And now for something a little bit different.
I love my Cineworld Unlimited card; not just because it’s convenient, relatively cheap, and frankly a good investment for a cinephile, but also because Cineworld keep upping their game, they do their best to keep me as a customer.
This year in particular Cineworld’s customer retention strategy has hit all the right areas. First, a quick lesson in why retention marketing is important.
Unlimited members now make up 16% of total box office revenues for Cineworld; That’s a guaranteed £14.99 – £17.99 each month from over 280,000 members for a minimum of 12 months. Cineworld’s challenge here is keeping us on after those 12 months, and getting us to purchase high-margin items such as popcorn; make it worth our while.
Recent studies have suggested that up to 65% of a company’s business comes from existing customers, and attracting a new customer can cost five to ten times as much as keeping an existing one. So companies need to pay as much attention to retention as they do to acquisition.
Over the last 12 months Cineworld has been building up their retention strategy for non-unlimited members and unlimited members. How have they done this? Let’s have a look.
Grow customers data and engage in regular communication
This year (16th March to be exact), Cineworld launched myCineworld; allowing those who sign up access to deals and offers as well as an easier online process to book your tickets. myCineworld currently offers:
MyCineworld does four things: it captures user data – important for future CRM opportunities. It makes Cineworld more likely to be the first point of call to book cinema tickets. Improves customer satisfaction by shortening queues when purchasing tickets in the foyer (in theory). Finally it gives Cineworld a more personalised dialogue with it’s customers through email.
Loyalty and customer appreciation
Cineworld have offered unlimited members deals and incentives in the form of local discounts (usually a local restaurant), and up to 50% off a subscription to Empire magazine.
Earlier this year they added a new offer: 10% off food and drink and a new perk in the form of Unlimited preview screenings. Together these give the Impression that Cineworld regard unlimited members as true VIPs; they gave us something to brag about. Loyalty programs and customer appreciation programs aren’t new, but this is the first time (that I know of) we’ve had these program’s from a cinema chain.

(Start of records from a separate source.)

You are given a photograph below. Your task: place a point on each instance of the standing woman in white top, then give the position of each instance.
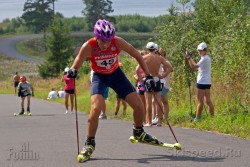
(203, 79)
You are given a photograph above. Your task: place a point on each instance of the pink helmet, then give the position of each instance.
(104, 30)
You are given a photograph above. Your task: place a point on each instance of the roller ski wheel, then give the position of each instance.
(156, 142)
(85, 154)
(27, 114)
(18, 114)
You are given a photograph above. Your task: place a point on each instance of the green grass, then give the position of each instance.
(26, 48)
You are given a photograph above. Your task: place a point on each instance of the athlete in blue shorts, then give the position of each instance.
(103, 51)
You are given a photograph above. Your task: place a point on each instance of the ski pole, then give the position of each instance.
(77, 136)
(165, 118)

Unlimited Premium – Cineworld’s Retention marketing strategy for Unlimited members.
I’ve (surprisingly) seen a few comments chastising Cineworld for introducing Unlimited Premium; but to me it makes great marketing sense. Unlimited members are upgraded to premium after the first 12 months of membership, there’s no additional charges for members; just additional benefits.
For Cineworld, It gives them leverage to retain customers after the initial 12 months and with an increased discount (25%) on food and drink: it encourages customers to purchase high margin items. Whilst offering free 3D screenings reduces costs for members and again gives premium members something to boast about and normal unlimited members something to aspire to.

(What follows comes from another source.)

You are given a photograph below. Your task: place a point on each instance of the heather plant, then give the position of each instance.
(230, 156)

Getting the last mile right
As mentioned previously, Cineworld are pushing more and more customers towards online bookings. Now for this to work Cineworld realised that they needed to get that last mile (booking online) just right; so they redesigned their website and optimised the booking process. On top of this customers get 10% off ticket prices, and they continue to keep unlimited customers happy by allowing members to pre-book tickets online. The result? An experience that keeps customers coming back.

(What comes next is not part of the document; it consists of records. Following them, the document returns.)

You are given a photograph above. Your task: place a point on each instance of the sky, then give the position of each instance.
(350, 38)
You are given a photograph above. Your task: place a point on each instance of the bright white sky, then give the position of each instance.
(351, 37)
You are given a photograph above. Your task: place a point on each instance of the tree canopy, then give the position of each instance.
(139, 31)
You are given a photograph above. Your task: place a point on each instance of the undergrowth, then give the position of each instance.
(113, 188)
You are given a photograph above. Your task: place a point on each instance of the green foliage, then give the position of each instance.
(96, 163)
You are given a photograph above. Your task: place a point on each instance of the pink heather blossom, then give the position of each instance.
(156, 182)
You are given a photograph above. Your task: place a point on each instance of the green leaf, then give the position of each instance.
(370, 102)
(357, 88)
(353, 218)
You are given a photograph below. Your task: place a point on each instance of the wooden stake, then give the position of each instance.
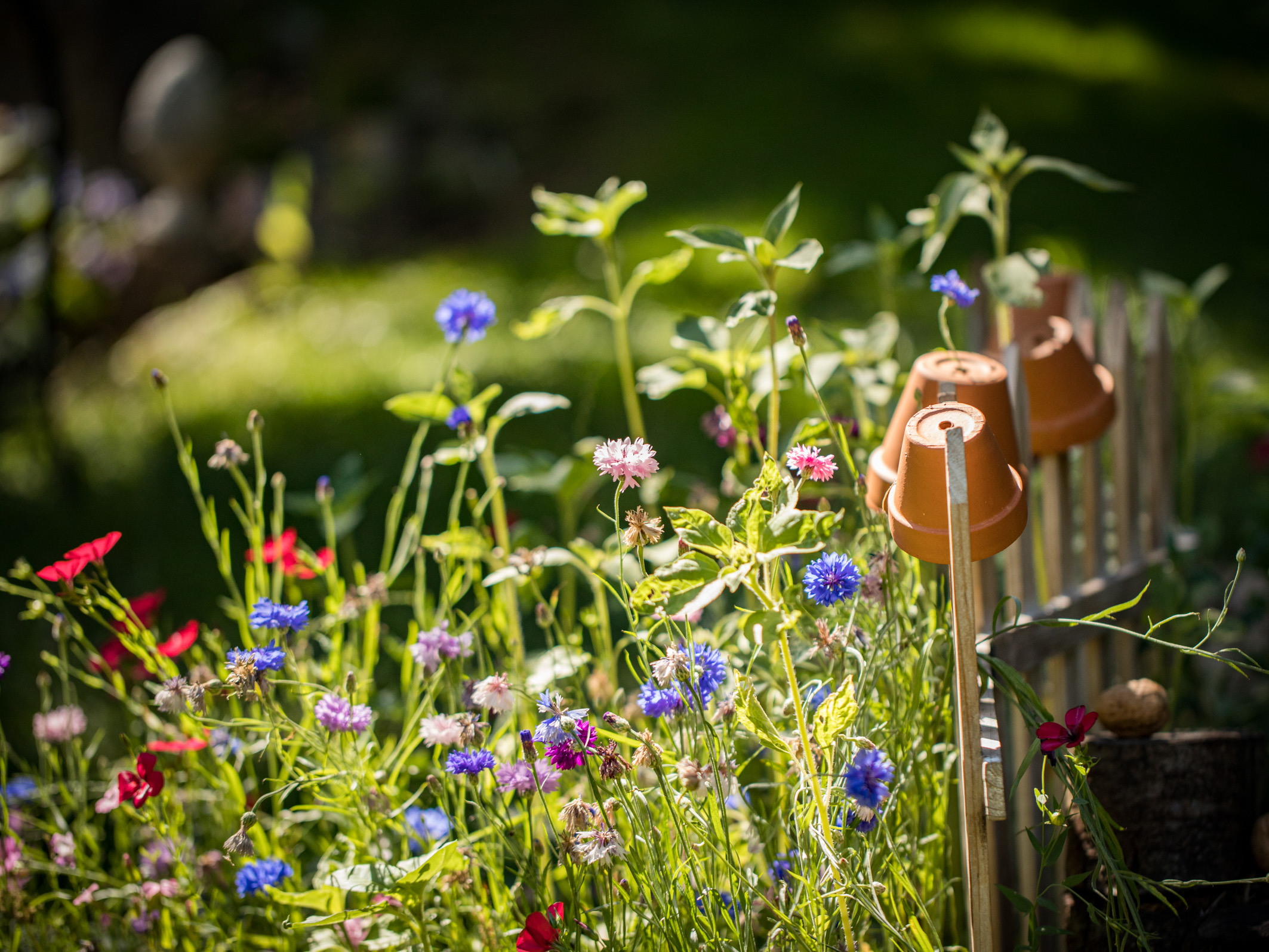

Hopefully the above provides some good insight into how Cineworld are maximising retention marketing. But of course the proof is in the pudding; According to their August interim results (take a look at them, I particularly like their customer life cycle): the rate of advance booking doubled year on year, with a 48% growth in MyCineworld members; and a 7% increase in unlimited subscribers between February and August. That’s not bad in my books, and I daresay with the more recent changes we can expect to see these numbers increase even more.